# Thread: Help with Natural exponential integrals

1. ## Help with Natural exponential integrals

Hi all!
im stuck again with this difficult integral

$\int \frac{dx}{1+e^x}$

can u help with what to substitute
??

and we're not yet in integration by parts

2. Originally Posted by ^_^Engineer_Adam^_^
Hi all!
im stuck again with this difficult integral

$\int \frac{dx}{1+e^x}$

can u help with what to substitute
??

and we're not yet in integration by parts
Try the substitution $u=e^x$, then the integral becomes:

$
\int \frac{1}{u(1+u)} du = \int \frac{1}{u}-\frac{1}{1+u}du
$

RonL

3. Here is a second way:
$\int {\frac{{dx}}{{1 + e^x }}} = \int {\frac{{e^{ - x} dx}}{{e^{ - x} + 1}} = - \ln \left( {e^{ - x} + 1} \right)}.$

4. Originally Posted by Plato
Here is a second way:
$\int {\frac{{dx}}{{1 + e^x }}} = \int {\frac{{e^{ - x} dx}}{{e^{ - x} + 1}} = - \ln \left( {e^{ - x} + 1} \right)}.$
I think you forgot something

5. Originally Posted by ^_^Engineer_Adam^_^
can u help with what to substitute
??

and we're not yet in integration by parts
I suggest when you post a problem, expose your solution or part of it to see the progress and possibles mistakes that you could have.

Regards

6. Originally Posted by ^_^Engineer_Adam^_^
Hi all!
im stuck again with this difficult integral

$\int \frac{dx}{1+e^x}$

can u help with what to substitute
??

and we're not yet in integration by parts
Yet another possibility:

$\int \frac {1}{1 + e^x}~dx = \int \frac {1 + e^x - e^x}{1 + e^x}$

$= \int \left( 1 - \frac {e^x }{1 + e^x} \right)~dx$

$= x - \ln |1 + e^x| + C$

The possibilities are endless

7. Originally Posted by Jhevon
Yet another possibility:

$\int \frac {1}{1 + e^x}~dx = \int \frac {1 + e^x - e^x}{1 + e^x}$

$= \int \left( 1 - \frac {e^x }{1 + e^x} \right)~dx$

$= x - \ln |1 + e^x| + C$

The possibilities are endless
I like this solution.

This is one of my favorite integrals.
I posted a long discourse on it on SOSMath in 2003.

$\int \frac{dx}{1+e^x}$
(1) Plato had the best method: .multiply top and bottom by $e^{-x}$
His answer: . $-\ln(e^{-x} +1) + C$

(2) CaptainBlack also had a good approach: Partial Fractions.

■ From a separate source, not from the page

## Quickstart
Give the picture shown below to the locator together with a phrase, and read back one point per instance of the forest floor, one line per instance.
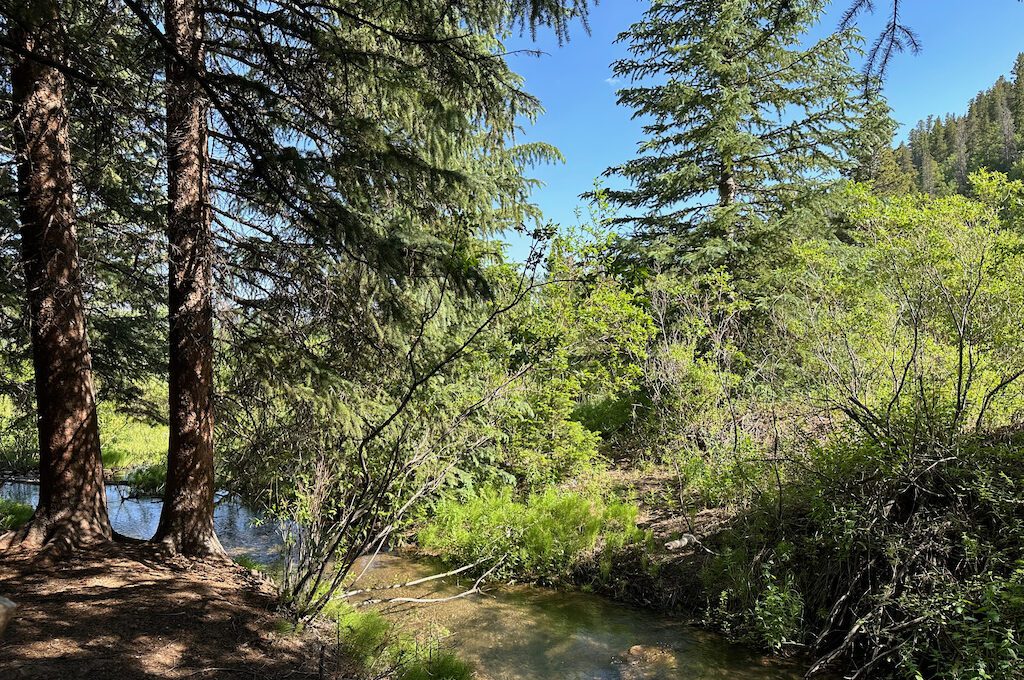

He had: . $\int\left(\frac{1}{u} - \frac{1}{u+1}\right)\,du \;=\;\ln(u) - \ln(u + 1) + C$

Back-substitute: . $\ln(e^x) - \ln(e^x + 1) + C \;=\;x - \ln(e^x + 1) + C$

(3) We can use Long Division:. . $\int\frac{1}{1+e^x}\,dx \;=\;\int\frac{1 + e^x - e^x}{1 + e^x}\,dx \;=\;\int\left(\frac{1+e^x}{1+e^x} - \frac{e^x}{1+e^x}\right)\,dx$
. . $=\;\int\left(1 - \frac{e^x}{1 + e^x}\right)\,dx \;= \;x - \ln(1 + e^x) + C$

(4) One day, while totally bored, I came up with this substitution . . .

Let $e^x = \tan^2\!\theta \quad\Rightarrow\quad e^{\frac{x}{2}} = \tan\theta \quad\Rightarrow\quad \frac{x}{2} = \ln(\tan\theta) \quad\Rightarrow\quad dx = 2\frac{\sec^2\theta}{\tan\theta}\,d\theta$
Substitute: . $\int\frac{2\frac{\sec^2\theta}{\tan\theta}\,d\thet a}{\sec^2\theta} \;=\;2\int\cot\theta\,d\theta \;=\;2\ln(\sin\theta) + C$

Since $\tan\theta = e^{\frac{x}{2}}$, then $\theta$ is in a right triangle
. . with: . $opp = e^{\frac{x}{2}}$ and $adj = 1$
Hence: . $hyp = \sqrt{1 + e^x}$ . . . and: . $\sin\theta = \frac{e^{\frac{x}{2}}}{\sqrt{1 + e^x}}$
And we have: . $2\ln\left(\frac{e^{\frac{x}{2}}}{\sqrt{1+e^x}}\rig ht) + C$

And, of course, you are expected to show that these answers are equivalent.

9. Well if you really want to be ugly I have another way of doing this.

$\frac{1}{1+e^x} = \frac{1}{2+x+\frac{x^2}{2!}+\frac{x^3}{3!}+....}$

Long division.

Integrate term-by-term

And bring to standard form of ones of the know functions.

I leave the details to you.

10. Originally Posted by ThePerfectHacker
$\frac{1}{1+e^x} = \frac{1}{3+x+\frac{x^2}{2!}+\frac{x^3}{3!}+....}$
Where does the "3" come in the denominator?
It should be "2" I suppose.

11. Originally Posted by curvature
Where does the "3" come in the denominator?
It should be "2" I suppose.
Yes I fixed it.